That Dell Pro Max Plus (that I legit thought might be a joke) is a big horkin laptop for ~$6k+. 3cm thick, nearly 3kg, and you can do wireframes on it, wow! A full HD screen with 500 nits brightness. What a piece of shit product comparatively speaking. I imagine someone would buy it for a niche specific engineering purpose that can only be practical on Intel Windows, but damn.

I really don't think it would fair better than a less costly M4/M5 Pro, and would probably be just an awful experience to use daily.

koyote an hour ago | parent | next [-]

I use the non-Plus version as my work machine (not by choice).

It's massive and heavy and feels less snappy than my personal X1 Nano after all the corporate malware uses up most of the CPU and RAM.

The screen resolution is also shockingly bad (my 13 inch X1 Nano has a higher res than this 16 inch beast).

That being said, it's nice having 64gb of RAM, a fast CPU and an Nvidia card (we build stuff that runs on CUDA). Build times are quick and I can run some of our more demanding test suites without RAM filling up and slowing everything down.

grumpyprole an hour ago | parent | prev [-]

Yes, it will also have 5 mins of battery life when unplugged and have a power adapter the size of a shoe box. I tried a similar machine from Lenovo at work and quickly returned it.

p1necone 11 minutes ago | parent | next [-]

My laptop is always either plugged into a dock at work, or plugged into a dock or just a power supply at home. I feel like there's an untapped market for 'same laptop, but slightly cheaper because there's no battery in it at all'.

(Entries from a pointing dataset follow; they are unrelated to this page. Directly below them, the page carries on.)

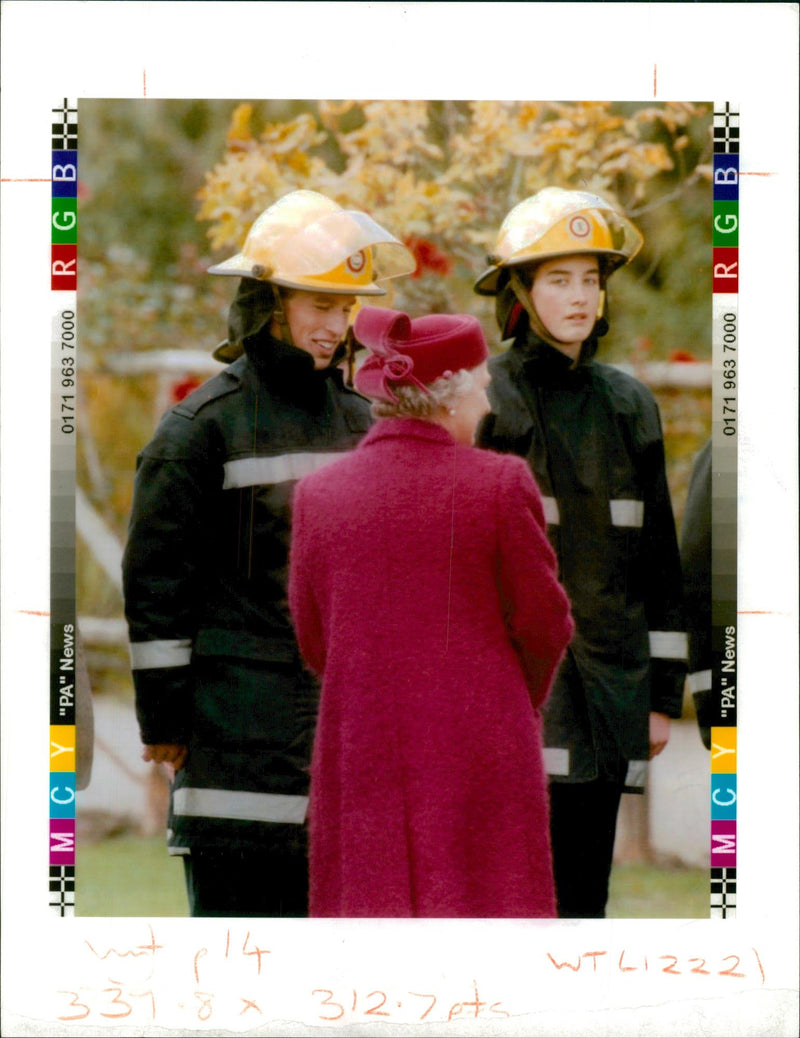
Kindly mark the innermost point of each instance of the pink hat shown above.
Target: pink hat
(415, 352)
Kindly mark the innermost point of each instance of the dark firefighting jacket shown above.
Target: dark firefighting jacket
(215, 661)
(695, 557)
(591, 435)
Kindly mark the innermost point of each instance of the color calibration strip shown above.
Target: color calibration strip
(723, 510)
(63, 283)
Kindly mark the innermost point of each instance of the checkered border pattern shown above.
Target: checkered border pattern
(725, 129)
(723, 893)
(62, 889)
(65, 131)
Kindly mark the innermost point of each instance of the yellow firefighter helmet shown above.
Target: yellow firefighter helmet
(307, 242)
(555, 222)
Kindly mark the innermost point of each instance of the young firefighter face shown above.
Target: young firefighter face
(566, 293)
(318, 322)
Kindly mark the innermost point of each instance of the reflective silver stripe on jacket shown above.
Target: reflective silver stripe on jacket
(624, 512)
(627, 512)
(699, 681)
(556, 760)
(259, 471)
(669, 645)
(242, 807)
(175, 652)
(636, 776)
(551, 511)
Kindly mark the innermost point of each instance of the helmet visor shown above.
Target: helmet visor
(329, 241)
(529, 222)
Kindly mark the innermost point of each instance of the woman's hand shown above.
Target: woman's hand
(659, 733)
(165, 753)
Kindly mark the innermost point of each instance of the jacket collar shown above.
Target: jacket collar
(548, 362)
(288, 371)
(405, 429)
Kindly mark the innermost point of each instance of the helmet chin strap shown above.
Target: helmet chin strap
(523, 295)
(279, 315)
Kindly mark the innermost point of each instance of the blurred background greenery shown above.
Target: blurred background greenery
(168, 187)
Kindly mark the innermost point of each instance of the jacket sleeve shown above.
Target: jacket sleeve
(302, 599)
(535, 605)
(661, 575)
(163, 567)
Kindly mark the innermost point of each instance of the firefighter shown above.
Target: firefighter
(221, 693)
(592, 438)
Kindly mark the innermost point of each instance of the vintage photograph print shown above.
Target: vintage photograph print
(229, 253)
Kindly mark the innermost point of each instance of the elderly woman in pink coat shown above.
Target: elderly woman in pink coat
(424, 595)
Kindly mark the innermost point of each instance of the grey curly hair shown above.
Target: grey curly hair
(414, 403)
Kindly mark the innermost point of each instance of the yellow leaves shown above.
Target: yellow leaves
(446, 172)
(239, 134)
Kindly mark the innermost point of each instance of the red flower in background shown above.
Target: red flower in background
(180, 390)
(429, 256)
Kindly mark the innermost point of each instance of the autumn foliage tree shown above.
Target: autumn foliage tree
(442, 174)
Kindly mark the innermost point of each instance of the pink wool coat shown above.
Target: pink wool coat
(424, 595)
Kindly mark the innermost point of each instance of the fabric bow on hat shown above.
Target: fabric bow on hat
(381, 331)
(417, 352)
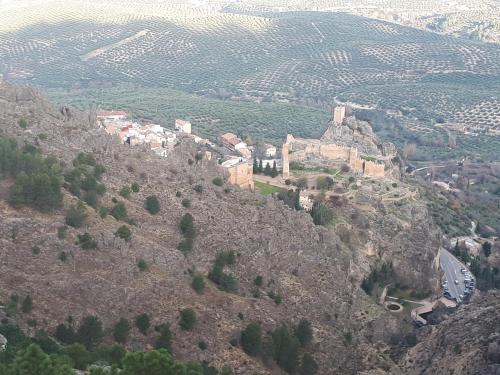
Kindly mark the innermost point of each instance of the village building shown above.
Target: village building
(230, 140)
(305, 202)
(112, 115)
(240, 172)
(270, 151)
(183, 126)
(342, 143)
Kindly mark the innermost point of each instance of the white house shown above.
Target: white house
(183, 126)
(270, 151)
(112, 115)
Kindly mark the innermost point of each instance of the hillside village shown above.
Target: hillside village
(347, 144)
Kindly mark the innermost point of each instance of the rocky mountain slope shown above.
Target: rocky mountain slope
(316, 270)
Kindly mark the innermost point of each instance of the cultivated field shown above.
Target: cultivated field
(218, 51)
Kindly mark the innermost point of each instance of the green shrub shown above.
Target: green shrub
(321, 214)
(185, 246)
(84, 158)
(198, 284)
(251, 339)
(61, 232)
(135, 187)
(119, 211)
(143, 266)
(304, 332)
(99, 170)
(124, 233)
(164, 341)
(202, 345)
(23, 123)
(152, 204)
(76, 215)
(86, 241)
(187, 319)
(187, 227)
(90, 331)
(121, 331)
(90, 197)
(125, 192)
(258, 281)
(27, 305)
(142, 322)
(309, 365)
(218, 181)
(103, 212)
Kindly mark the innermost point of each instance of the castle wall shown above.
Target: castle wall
(307, 148)
(241, 175)
(374, 169)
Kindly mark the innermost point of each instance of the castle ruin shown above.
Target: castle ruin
(341, 143)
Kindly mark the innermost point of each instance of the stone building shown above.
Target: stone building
(340, 144)
(240, 173)
(183, 126)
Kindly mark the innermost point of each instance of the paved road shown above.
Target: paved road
(451, 267)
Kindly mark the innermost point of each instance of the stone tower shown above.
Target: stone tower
(339, 115)
(285, 160)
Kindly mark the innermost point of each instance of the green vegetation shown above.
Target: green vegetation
(321, 214)
(121, 331)
(187, 319)
(218, 181)
(23, 123)
(76, 215)
(42, 355)
(267, 189)
(135, 187)
(382, 275)
(164, 341)
(124, 233)
(304, 332)
(142, 265)
(125, 192)
(142, 322)
(119, 211)
(86, 241)
(152, 205)
(37, 178)
(185, 246)
(198, 283)
(27, 305)
(224, 281)
(187, 226)
(251, 339)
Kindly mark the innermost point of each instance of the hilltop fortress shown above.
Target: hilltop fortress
(345, 141)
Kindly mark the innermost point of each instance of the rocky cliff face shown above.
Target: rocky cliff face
(466, 342)
(316, 270)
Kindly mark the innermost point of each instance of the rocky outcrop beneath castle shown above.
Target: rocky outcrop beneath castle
(353, 133)
(346, 140)
(466, 342)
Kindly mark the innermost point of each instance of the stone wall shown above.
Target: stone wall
(304, 149)
(241, 175)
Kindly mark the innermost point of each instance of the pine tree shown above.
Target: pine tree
(274, 171)
(267, 170)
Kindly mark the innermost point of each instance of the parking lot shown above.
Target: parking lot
(458, 283)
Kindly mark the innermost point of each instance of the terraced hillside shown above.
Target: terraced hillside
(304, 58)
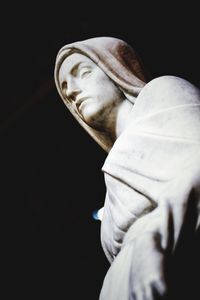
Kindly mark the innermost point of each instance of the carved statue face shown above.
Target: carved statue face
(90, 91)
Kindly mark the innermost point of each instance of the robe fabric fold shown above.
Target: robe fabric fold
(150, 173)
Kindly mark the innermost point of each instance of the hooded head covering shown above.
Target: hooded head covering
(118, 61)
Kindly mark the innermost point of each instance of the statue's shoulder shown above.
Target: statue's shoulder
(169, 82)
(168, 86)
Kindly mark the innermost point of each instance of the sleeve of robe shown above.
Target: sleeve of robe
(156, 160)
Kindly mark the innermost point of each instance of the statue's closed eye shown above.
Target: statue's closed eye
(84, 72)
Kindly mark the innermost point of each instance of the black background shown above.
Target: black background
(50, 168)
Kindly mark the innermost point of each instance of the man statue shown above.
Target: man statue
(151, 131)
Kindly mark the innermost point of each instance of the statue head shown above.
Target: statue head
(93, 77)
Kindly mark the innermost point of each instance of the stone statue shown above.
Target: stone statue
(151, 131)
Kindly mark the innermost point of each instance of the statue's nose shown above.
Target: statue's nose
(72, 90)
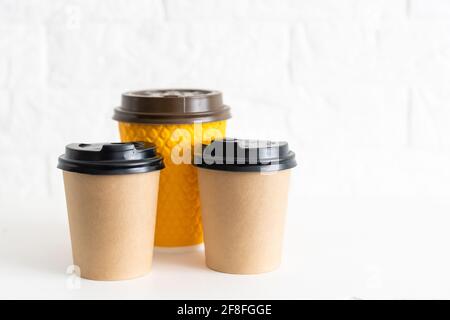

Like you say most windows laptops have such garbage battery life already that it's not practical to use them unplugged.

cosmic_cheese an hour ago | parent | prev [-]

The thing is, I think there's probably a niche for a workstation laptop like that, but this doesn't really check the right boxes.

For all that extra bulk it ought to be extremely robust and repairable, have the best specs possible, and be equipped with the kind of killer cooling system that a thin chassis can't deliver. Then the tradeoffs might make sense.